Con creatività, innovazione e velocità (sei mesi) al posto di tredici capannoni dismessi e pieni di amianto sono stati installati 24mila pannelli fotovoltaici, posati seguendo il più possibile l’andamento del terreno, tra gli alberi, in modo da valorizzare il più possibile gli elementi del paesaggio.
In effetti da lontano sembra quasi un lago, un “lago di luce” (come titolava il Corriere della Sera il 28 aprile scorso) tra i boschi della Val Sabbia risanata che, oltre a fornire energia elettrica, diverrà un Parco delle energie rinnovabili, dove tra prati, siepi e ruscelli le nuove generazioni potranno imparare e sperimentare direttamente il funzionamento delle nuove tecnologie. Ancora una volta quindi il tema delle energie rinnovabili si lega a quello della valorizzazione del territorio e del paesaggio, verso una vera green landscape economy nella quale il paesaggio diventa un elemento centrale, un motore di un rinnovato sviluppo territoriale e socioeconomico.
 
Un approccio che si inserisce perfettamente nella soft economy, così chiamata da una ricerca promossa dalla Fondazione Symbola e Unioncamere di recente presentata a Montepulciano, dove la bellezza dei luoghi, la ricchezza del patrimonio storico, culturale e ambientale sono componenti fondamentali della sfida della qualità.
Si tratta di lavorare nei territori e con i territori, cioè valorizzando innanzitutto le risorse locali, prima tra tutte il paesaggio che non è altro che lo sguardo della cultura rivolto al territorio, che attraverso questi occhi è capace di cogliere potenzialità inesplorate, ricchezze inespresse, decifrandone ogni possibile intenzione. Con la scoperta di queste potenzialità, si possono sviluppare progetti che mettano in connessione i diversi attori e che su questo circuito virtuoso ne attraggano altri che, agganciandosi a questo rinnovato modello di sviluppo, sappiano trasformare l’originalità e la specificità di un paesaggio in uno straordinario, ma anche sostenibile, motore di riconversione.
Bisogna quindi immaginare un nuovo approccio capace di generare processi strategici che sappiano dare risposte immediate, ma in una logica di prospettive future.
 
Penso al progetto lungimirante della Regione Piemonte nelle Langhe del Barolo, dove si è attivato un processo di valorizzazione del paesaggio anche in vista della candidatura Unesco, o al lungo lavoro della Provincia di Gorizia per il Collio, un progetto che punta alla messa in rete delle risorse culturali, naturali ed agricole del territorio con il fine di ampliare le possibilità di fruizione turistica.
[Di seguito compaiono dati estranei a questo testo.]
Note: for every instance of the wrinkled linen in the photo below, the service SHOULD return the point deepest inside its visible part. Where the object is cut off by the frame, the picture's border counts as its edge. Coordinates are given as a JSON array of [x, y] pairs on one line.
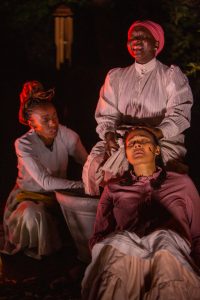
[[141, 208], [153, 94], [157, 266], [32, 225]]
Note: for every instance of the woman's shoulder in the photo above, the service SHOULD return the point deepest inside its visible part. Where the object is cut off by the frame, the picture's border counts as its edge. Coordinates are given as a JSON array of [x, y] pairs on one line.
[[67, 135], [182, 178], [64, 130], [25, 139], [119, 71]]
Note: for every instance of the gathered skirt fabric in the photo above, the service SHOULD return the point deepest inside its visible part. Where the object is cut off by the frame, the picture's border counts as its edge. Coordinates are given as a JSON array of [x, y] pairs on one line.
[[30, 226], [127, 267]]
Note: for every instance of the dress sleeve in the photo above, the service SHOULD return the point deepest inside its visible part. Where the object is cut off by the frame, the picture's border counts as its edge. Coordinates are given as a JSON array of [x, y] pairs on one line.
[[193, 209], [107, 114], [30, 161], [105, 222], [74, 145], [179, 103]]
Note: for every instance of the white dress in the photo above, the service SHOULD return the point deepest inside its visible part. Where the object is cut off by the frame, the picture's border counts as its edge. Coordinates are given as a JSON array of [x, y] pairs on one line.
[[154, 94], [30, 225]]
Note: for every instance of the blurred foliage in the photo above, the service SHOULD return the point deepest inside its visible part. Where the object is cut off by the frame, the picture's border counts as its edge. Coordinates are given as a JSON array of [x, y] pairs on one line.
[[32, 23], [182, 30]]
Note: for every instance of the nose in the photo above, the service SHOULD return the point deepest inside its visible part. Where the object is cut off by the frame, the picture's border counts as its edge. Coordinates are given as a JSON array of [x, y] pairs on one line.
[[137, 145]]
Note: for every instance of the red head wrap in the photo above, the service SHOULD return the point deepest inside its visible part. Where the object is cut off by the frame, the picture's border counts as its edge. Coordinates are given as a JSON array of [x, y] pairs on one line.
[[155, 29]]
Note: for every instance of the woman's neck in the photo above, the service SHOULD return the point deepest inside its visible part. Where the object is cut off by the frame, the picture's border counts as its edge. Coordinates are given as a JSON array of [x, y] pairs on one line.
[[144, 170]]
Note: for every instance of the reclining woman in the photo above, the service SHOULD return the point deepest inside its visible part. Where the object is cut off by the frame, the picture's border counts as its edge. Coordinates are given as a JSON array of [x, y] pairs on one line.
[[146, 240], [32, 214]]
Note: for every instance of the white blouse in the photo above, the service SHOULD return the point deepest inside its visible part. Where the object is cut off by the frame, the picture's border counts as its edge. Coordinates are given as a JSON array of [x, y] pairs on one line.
[[39, 168], [154, 94]]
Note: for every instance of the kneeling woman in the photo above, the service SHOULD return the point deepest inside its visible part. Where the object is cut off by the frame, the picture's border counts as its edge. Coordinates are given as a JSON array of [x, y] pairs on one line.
[[146, 241], [31, 216]]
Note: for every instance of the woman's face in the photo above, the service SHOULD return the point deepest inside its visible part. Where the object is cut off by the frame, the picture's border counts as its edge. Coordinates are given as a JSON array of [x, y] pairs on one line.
[[44, 120], [142, 45], [140, 148]]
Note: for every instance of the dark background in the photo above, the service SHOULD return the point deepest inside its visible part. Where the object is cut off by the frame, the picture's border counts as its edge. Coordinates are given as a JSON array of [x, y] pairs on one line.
[[27, 52]]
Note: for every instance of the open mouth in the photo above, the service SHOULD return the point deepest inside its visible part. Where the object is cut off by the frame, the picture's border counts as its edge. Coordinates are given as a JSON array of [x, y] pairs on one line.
[[138, 153]]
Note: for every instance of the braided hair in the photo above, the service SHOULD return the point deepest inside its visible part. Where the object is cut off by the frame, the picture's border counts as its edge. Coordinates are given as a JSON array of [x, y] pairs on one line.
[[32, 95], [155, 183]]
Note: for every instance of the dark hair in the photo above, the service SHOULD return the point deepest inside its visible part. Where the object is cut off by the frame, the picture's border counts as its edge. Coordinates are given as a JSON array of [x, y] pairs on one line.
[[127, 178], [31, 96]]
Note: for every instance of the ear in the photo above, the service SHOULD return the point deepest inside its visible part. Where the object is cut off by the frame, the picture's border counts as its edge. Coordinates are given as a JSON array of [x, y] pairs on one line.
[[156, 45], [31, 124], [157, 151]]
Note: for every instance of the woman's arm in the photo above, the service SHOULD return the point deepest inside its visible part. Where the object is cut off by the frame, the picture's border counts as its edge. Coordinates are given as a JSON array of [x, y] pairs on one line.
[[107, 114], [179, 103]]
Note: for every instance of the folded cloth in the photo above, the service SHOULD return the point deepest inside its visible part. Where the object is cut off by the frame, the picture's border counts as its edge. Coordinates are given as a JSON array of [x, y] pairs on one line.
[[47, 198]]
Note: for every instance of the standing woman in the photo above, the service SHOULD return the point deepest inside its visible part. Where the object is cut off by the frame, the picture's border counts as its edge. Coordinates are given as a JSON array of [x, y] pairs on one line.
[[30, 219], [147, 92]]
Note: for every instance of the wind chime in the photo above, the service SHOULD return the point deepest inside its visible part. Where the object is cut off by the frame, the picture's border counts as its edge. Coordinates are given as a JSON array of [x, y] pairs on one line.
[[63, 35]]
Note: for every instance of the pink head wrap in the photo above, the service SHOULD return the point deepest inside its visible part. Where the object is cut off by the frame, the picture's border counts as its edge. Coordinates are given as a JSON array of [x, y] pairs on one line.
[[155, 29]]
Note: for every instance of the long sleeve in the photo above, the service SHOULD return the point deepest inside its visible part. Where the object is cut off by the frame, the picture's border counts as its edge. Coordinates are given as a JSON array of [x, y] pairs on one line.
[[40, 169], [178, 105], [107, 114], [42, 176], [79, 152], [105, 222]]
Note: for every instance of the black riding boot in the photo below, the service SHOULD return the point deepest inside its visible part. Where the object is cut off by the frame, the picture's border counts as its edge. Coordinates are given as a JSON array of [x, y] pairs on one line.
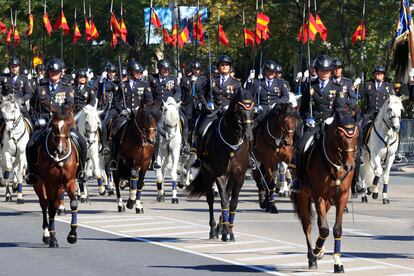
[[82, 151]]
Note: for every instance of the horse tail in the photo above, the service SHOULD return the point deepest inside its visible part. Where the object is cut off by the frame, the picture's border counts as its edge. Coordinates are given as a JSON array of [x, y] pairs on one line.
[[196, 188]]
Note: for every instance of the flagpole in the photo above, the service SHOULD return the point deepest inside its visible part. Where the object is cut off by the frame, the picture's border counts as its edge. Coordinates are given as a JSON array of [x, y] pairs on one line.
[[61, 32]]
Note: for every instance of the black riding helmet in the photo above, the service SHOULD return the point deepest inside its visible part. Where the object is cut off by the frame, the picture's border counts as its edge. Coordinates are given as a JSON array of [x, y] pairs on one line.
[[54, 65], [379, 68], [323, 62], [337, 63], [134, 66], [82, 73], [163, 63], [223, 59], [14, 61]]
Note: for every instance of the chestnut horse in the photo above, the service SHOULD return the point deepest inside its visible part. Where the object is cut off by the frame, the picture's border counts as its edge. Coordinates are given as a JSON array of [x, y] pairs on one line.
[[135, 142], [327, 181], [273, 143], [223, 154], [57, 165]]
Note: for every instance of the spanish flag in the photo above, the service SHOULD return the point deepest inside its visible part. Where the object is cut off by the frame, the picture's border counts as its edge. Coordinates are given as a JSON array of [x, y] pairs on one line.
[[222, 37], [360, 33], [47, 24], [61, 23], [76, 33], [183, 37], [248, 37], [29, 31], [155, 20]]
La volontà è quella di attrarre un turismo sostenibile, lento, per questo si è pensato ad una rete di percorsi ciclabili che attraversano il territorio con i quali dare la possibilità ai turisti di “bere il paesaggio”. “Slow Collio: un paesaggio da bere” è infatti il motto del progetto, presentato più volte anche alla Bit di Milano (Borsa internazionale del turismo).
 
Oppure nel Carso, un paesaggio “invisibile” che, con il progetto Carso 2014+, cerca una nuova visibilità in occasione del centenario dall’inizio della Prima guerra mondiale. Una nuova visibilità non più legata alla guerra ma alla contemporaneità, attraverso tre progetti simbolici (sul monte S. Michele, a Redipuglia e sul lago di Doberdò) che, ci si augura, porteranno i giovani di tutta Europa a ripercorrere, con un rinnovato spirito di pace, le doline e i boschi di un Carso ritrovato.
Come non ricordare infine l’esperienza della rinascita postindustriale della Ruhr in Germania divenuta, attraverso l’operato decennale dell’Iba emscher park, capitale europea della cultura 2010.
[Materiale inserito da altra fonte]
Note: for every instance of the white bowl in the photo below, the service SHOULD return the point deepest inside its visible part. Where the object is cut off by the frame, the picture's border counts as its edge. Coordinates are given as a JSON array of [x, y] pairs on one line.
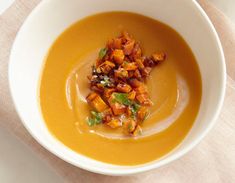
[[52, 17]]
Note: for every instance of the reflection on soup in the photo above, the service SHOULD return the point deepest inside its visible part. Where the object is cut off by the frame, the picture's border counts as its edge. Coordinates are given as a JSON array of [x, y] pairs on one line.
[[174, 87]]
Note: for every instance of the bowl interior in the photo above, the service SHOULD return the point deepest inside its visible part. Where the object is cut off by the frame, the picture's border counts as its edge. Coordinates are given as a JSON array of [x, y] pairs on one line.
[[52, 17]]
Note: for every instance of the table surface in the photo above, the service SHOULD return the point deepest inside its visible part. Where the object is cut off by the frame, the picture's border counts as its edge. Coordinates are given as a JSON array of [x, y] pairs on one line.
[[19, 164]]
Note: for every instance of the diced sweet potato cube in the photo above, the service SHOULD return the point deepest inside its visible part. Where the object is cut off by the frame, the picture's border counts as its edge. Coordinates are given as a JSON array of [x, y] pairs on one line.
[[97, 103], [106, 67], [115, 43], [107, 115], [130, 125], [143, 99], [118, 56], [159, 56], [126, 36], [139, 63], [123, 87], [132, 95], [131, 74], [128, 47], [137, 131], [136, 53], [130, 66], [108, 92], [142, 113], [137, 74], [135, 82], [142, 89], [118, 109], [114, 123], [121, 73], [91, 96], [128, 111], [97, 89]]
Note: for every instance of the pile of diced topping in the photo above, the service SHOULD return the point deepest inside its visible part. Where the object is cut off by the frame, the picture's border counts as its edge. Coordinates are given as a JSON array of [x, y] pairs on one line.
[[119, 97]]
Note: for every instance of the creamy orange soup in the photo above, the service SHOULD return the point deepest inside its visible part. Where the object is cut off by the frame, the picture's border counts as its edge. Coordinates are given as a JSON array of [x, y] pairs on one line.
[[174, 88]]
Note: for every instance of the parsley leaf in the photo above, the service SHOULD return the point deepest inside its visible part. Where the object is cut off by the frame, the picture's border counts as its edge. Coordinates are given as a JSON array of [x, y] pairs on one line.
[[102, 52], [122, 98]]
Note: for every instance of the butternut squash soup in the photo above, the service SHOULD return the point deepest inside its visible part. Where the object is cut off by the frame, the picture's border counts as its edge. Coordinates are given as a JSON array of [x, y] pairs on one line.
[[120, 88]]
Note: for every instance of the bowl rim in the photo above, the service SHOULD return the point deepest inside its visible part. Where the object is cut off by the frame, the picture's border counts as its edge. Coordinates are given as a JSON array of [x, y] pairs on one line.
[[133, 169]]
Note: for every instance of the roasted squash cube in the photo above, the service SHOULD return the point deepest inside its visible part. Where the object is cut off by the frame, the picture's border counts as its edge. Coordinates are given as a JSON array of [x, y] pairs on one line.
[[118, 56], [123, 87]]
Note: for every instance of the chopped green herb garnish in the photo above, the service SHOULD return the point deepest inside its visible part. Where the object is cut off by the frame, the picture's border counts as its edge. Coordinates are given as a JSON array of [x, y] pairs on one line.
[[134, 109], [122, 98], [105, 81], [95, 119], [102, 52]]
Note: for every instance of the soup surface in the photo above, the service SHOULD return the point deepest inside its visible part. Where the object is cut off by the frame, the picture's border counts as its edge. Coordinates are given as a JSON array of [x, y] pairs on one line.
[[174, 88]]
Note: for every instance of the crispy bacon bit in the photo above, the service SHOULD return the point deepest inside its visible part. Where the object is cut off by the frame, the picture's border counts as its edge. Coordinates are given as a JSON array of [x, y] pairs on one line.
[[119, 95]]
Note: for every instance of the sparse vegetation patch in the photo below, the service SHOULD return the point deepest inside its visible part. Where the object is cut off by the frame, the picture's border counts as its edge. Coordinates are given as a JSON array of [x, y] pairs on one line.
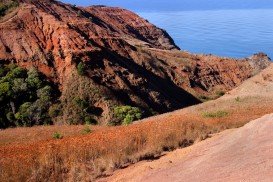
[[25, 97], [127, 114], [217, 114]]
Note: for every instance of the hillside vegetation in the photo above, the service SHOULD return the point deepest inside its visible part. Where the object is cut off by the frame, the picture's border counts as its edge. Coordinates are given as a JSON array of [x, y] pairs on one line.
[[26, 97]]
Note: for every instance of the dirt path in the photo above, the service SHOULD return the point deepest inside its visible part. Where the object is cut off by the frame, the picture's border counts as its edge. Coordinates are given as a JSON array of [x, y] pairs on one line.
[[244, 154]]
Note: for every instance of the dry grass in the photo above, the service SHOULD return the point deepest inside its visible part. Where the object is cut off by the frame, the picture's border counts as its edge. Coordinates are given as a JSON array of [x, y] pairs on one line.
[[79, 157]]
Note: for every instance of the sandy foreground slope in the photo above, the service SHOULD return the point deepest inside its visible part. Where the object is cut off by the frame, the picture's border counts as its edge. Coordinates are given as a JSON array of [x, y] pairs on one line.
[[244, 154]]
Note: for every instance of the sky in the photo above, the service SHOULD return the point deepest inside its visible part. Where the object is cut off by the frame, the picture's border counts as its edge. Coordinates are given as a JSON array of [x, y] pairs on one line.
[[177, 5]]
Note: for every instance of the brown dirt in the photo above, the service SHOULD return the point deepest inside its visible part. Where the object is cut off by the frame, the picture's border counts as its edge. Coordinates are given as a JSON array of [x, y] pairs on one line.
[[83, 157], [130, 61], [244, 154]]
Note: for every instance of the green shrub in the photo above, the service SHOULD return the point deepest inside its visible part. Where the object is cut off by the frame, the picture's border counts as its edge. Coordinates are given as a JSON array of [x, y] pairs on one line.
[[81, 103], [57, 135], [127, 114], [217, 114], [54, 110], [27, 94], [90, 121]]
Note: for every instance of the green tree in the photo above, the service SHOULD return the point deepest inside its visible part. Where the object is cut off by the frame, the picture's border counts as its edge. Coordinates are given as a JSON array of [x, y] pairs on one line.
[[127, 114]]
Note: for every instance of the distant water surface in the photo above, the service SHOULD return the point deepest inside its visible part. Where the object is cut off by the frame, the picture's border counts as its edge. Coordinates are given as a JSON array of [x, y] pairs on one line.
[[230, 33]]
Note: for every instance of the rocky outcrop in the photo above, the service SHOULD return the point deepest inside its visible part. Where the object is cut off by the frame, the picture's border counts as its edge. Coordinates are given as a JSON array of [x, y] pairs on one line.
[[128, 60]]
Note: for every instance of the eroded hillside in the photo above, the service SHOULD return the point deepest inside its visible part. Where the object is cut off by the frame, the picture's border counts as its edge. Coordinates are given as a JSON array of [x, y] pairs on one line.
[[107, 57]]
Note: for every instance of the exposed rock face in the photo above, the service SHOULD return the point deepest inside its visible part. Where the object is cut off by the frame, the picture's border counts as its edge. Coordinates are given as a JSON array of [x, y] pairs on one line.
[[129, 60]]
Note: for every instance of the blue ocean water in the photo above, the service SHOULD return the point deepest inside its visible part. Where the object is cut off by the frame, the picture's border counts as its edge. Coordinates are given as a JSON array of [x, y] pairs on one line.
[[229, 33]]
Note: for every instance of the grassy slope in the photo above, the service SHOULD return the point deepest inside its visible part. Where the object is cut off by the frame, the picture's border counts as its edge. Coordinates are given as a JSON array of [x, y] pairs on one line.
[[82, 157]]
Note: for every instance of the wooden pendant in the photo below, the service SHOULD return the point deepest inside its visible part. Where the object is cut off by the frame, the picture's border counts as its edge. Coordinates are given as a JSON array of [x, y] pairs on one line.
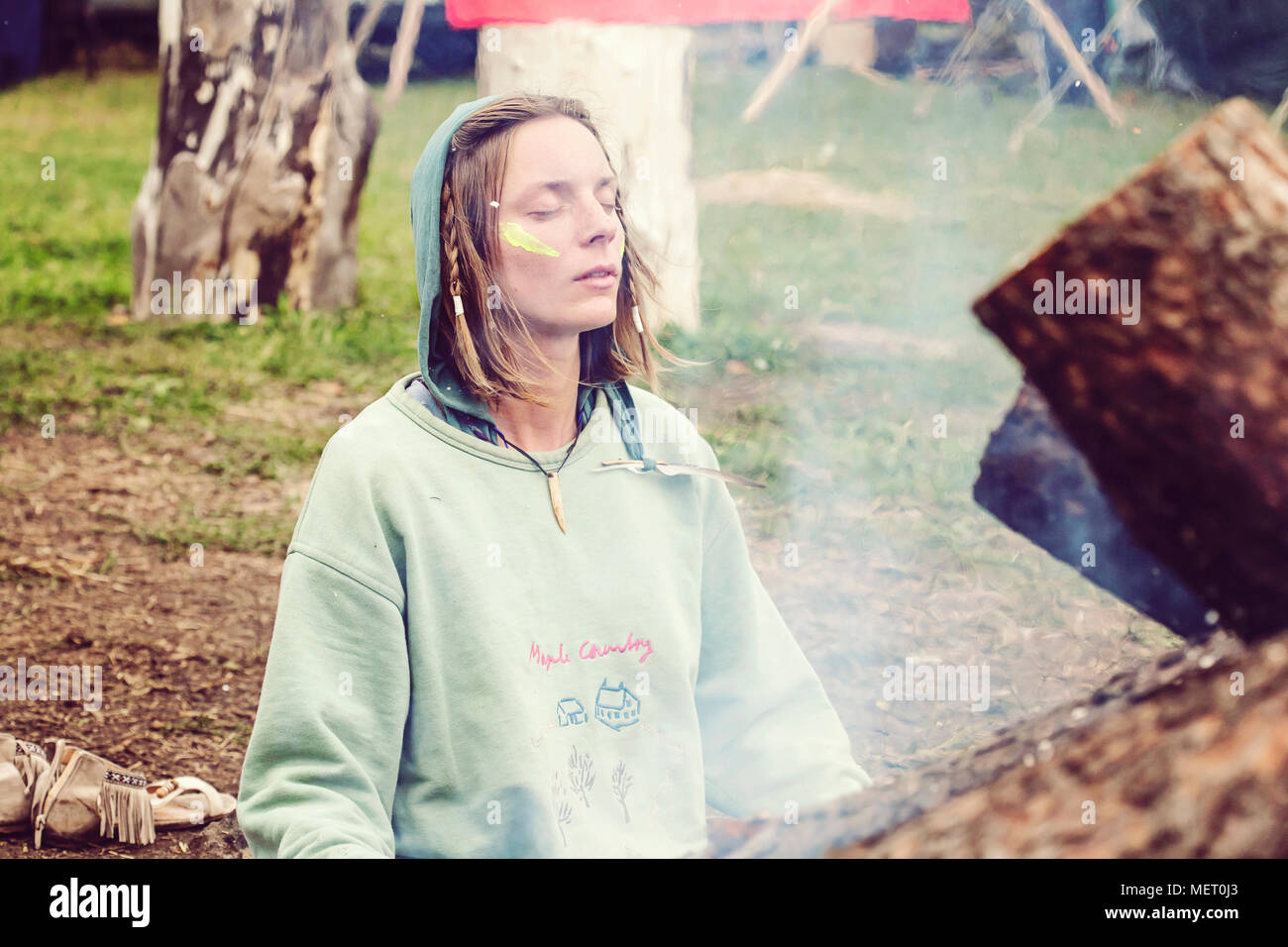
[[557, 500]]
Un esempio su tutti per dimostrare che serve una riflessione condivisa, aperta e coinvolgente, anche attraverso un confronto con esperienze internazionali di successo, affinché il territorio possa diventare a tutti gli effetti un nuovo motore economico, inserendosi a pieno titolo tra i filoni della green economy, soprattutto attraverso la rinascita di un nuovo paesaggio, onesta rappresentazione di un ritrovato rapporto tra cultura e natura, tra tradizione e innovazione.